Diamonds for Tears
http://www.youtube.com/watch?v=t9Rl8WMqejc
There y’go – the video’s probably much more entertaining than this will be.
This song gets most of its meaning when you take it in the context of the other songs that come around it – after all, this song follows Miss Impossible, and precedes Passion Colors Everything (next week’s bit, Lord willing).
Considering the paradoxes established by Miss Impossible, and her showing up after a pair of love songs, Diamonds for Tears takes our ‘hero’ back into the frustration of dealing with a relationship that he’s not entirely sure about. This time, it’s not as blatant as the Ultimate Fling was. “When you’re sleepin’ next to me, I know you’re the one. And when I hear you callin’ my name, I know the good I’ve done!”
But at the same time, there are things in the way, that leave him uncertain. “If I deny you what you’re searchin’, do I do it out of fear? Am I rulin’ out my reason, killing that which I hold dear?”
But, taken in the even larger context of the album’s view of a revolution gone horribly awry (see Revolution Roulette and Psychosis), we see what the conflict just might be. Miss Impossible isn’t cheating on him. She’s not hurting him, or using him… she needs to use him.

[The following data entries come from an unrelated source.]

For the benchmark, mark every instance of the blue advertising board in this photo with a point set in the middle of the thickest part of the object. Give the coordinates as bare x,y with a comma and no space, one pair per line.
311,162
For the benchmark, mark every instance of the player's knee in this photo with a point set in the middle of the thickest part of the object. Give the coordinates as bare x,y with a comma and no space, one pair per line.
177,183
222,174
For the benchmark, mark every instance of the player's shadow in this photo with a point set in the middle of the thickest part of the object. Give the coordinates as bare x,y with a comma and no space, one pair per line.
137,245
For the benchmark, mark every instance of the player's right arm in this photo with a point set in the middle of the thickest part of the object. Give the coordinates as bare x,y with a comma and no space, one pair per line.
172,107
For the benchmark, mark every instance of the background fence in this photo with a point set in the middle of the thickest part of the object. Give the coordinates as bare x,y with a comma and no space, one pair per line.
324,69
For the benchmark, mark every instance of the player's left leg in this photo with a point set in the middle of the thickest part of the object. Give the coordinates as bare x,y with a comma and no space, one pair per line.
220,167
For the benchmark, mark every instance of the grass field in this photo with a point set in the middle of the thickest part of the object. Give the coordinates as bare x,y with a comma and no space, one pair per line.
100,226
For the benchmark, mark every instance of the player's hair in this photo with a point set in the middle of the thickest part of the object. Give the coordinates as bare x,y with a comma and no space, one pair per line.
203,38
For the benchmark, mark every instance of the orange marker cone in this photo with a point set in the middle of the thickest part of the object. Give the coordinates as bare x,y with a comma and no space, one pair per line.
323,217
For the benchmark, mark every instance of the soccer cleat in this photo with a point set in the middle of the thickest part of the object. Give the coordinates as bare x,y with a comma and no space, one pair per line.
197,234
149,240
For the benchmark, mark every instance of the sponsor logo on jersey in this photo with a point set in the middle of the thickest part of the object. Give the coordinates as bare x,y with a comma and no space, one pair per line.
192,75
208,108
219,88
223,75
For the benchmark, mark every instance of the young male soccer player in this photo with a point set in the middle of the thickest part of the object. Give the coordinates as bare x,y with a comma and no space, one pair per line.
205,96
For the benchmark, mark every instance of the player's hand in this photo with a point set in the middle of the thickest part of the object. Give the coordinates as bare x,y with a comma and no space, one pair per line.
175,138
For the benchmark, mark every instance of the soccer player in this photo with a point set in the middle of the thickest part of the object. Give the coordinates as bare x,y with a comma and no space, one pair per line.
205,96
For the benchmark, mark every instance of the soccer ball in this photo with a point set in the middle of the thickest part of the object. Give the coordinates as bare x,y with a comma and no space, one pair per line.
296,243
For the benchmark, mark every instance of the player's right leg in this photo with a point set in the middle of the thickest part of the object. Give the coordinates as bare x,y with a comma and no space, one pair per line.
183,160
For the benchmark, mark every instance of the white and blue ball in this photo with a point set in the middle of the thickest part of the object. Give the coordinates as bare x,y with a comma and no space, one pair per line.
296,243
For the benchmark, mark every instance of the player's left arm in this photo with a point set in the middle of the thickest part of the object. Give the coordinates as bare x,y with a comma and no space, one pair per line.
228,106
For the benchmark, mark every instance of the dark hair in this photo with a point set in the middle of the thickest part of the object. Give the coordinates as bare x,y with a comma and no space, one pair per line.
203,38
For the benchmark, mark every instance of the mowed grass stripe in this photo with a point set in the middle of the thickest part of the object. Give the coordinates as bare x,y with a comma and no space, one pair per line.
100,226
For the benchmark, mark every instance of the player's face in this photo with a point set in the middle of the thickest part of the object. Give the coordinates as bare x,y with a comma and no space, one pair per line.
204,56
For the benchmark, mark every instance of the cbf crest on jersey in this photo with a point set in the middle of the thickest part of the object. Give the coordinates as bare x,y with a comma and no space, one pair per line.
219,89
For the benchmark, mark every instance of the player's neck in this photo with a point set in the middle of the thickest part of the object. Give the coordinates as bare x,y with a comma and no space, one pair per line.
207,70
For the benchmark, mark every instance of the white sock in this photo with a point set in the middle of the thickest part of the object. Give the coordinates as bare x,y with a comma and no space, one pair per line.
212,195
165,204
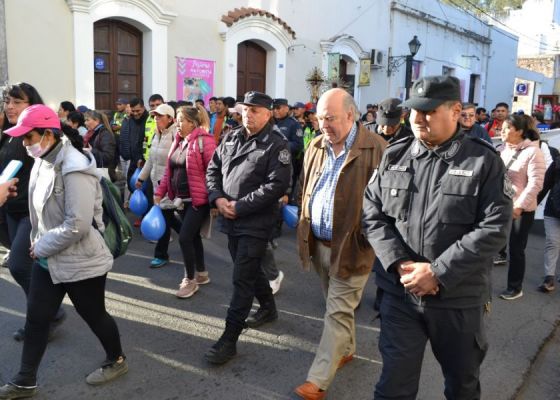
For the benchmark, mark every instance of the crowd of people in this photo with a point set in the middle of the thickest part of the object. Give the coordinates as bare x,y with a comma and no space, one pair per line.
415,191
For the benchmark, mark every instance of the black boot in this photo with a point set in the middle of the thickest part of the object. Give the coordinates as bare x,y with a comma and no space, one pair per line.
11,391
262,316
221,352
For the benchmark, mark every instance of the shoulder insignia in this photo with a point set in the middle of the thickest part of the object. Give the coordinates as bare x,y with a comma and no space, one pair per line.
453,149
373,176
279,133
401,140
284,156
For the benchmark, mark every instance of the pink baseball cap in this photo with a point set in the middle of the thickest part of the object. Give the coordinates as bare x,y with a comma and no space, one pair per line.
35,116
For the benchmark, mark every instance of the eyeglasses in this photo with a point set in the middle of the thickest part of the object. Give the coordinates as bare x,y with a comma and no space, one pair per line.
15,102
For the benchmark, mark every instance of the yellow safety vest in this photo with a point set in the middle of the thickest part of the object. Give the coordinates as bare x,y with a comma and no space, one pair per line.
149,133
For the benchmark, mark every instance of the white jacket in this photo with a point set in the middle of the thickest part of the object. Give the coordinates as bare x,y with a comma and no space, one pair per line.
64,198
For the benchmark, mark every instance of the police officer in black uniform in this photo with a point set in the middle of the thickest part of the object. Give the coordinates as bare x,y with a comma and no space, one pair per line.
436,212
249,172
293,131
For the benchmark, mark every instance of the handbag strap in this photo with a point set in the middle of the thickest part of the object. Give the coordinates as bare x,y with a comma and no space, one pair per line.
512,160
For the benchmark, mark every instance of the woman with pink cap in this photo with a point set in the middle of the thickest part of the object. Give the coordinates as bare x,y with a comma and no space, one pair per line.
69,253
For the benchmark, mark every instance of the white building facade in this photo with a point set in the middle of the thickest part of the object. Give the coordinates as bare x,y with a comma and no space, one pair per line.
77,49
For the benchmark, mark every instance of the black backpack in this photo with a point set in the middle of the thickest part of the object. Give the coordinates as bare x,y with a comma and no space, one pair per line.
118,231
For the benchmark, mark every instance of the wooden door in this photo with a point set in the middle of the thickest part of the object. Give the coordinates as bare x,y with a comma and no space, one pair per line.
117,62
251,68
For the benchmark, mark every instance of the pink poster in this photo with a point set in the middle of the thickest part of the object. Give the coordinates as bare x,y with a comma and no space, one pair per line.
195,79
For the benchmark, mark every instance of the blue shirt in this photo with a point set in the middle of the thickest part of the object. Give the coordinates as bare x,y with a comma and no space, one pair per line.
322,200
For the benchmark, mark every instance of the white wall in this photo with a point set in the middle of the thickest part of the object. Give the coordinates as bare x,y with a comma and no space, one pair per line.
502,68
197,32
40,48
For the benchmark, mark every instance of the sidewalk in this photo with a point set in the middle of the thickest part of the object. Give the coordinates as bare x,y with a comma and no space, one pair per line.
542,380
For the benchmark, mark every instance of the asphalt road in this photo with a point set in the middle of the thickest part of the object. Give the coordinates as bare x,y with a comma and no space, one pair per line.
165,337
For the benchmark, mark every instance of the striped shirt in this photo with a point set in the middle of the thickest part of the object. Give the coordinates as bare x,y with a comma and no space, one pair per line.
322,200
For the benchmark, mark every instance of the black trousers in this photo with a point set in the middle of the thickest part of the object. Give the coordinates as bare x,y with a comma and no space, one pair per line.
458,340
518,238
249,282
190,239
19,263
171,222
88,297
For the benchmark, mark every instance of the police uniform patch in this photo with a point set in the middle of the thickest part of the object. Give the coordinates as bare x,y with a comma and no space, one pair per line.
284,156
453,149
400,168
415,149
373,176
509,191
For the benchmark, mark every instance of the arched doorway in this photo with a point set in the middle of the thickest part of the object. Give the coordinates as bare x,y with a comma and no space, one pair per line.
347,74
117,62
251,68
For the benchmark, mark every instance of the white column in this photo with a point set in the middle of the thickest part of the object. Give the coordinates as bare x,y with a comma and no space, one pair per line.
155,78
3,46
84,76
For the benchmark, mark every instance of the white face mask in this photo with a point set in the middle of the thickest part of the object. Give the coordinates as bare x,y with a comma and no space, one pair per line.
35,150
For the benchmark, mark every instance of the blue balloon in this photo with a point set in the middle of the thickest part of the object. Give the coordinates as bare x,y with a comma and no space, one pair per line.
289,213
153,224
138,203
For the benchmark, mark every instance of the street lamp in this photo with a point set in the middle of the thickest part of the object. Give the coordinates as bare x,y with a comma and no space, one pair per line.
395,62
413,46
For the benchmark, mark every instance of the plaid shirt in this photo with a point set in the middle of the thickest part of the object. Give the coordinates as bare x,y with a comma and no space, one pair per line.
322,200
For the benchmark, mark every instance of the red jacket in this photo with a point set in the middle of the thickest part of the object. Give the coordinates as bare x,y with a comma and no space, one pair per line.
197,162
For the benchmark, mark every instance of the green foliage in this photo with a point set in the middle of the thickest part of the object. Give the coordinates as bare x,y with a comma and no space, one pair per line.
492,7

His girl’s in trouble – the revolution that he may have started has come back around to threaten the woman he loves. “In these days of man-made wonders, we still bicker over flies. When you come seekin’ for forgiveness, I’ll be forced to choose my side!” The conflict isn’t between love and frustration – it’s between love and duty. He knows that his girl is in trouble, and that he wants to help her. But to do so, he has to turn against the revolution. And he doesn’t know whether he should or not – he’s not entirely sure what’s going on, or what all of this is meant for, on either side. Is she a scapegoat? Is she actually hurting the system? If so, should it be hurt?
“If I knew what it was meant for, would I know to play my part?”
“Is it a lost cause? Can we overlook this taint? Are these the dead laws, like a doubt eatin’ the saint?”
Does he help her? I like to think he does, given the songs that follow. I’ll go into it in further detail later, but I think that he does come to her aid, accepting the price he’ll have to pay, and what it means.
“And though I feel these shackles, like my darkness closin’ in, I will hold out my hands – I will hold out my hands!”
He’s shackled by his duties, by his responsibilities to the system he helped to birth, but he knows that it’s sick, that it’s tainted deep inside. And he’s not going to sit back and watch as it destroys the woman he loves. He comes to her aid, even though it’s going to destroy what he’s put all this effort into creating.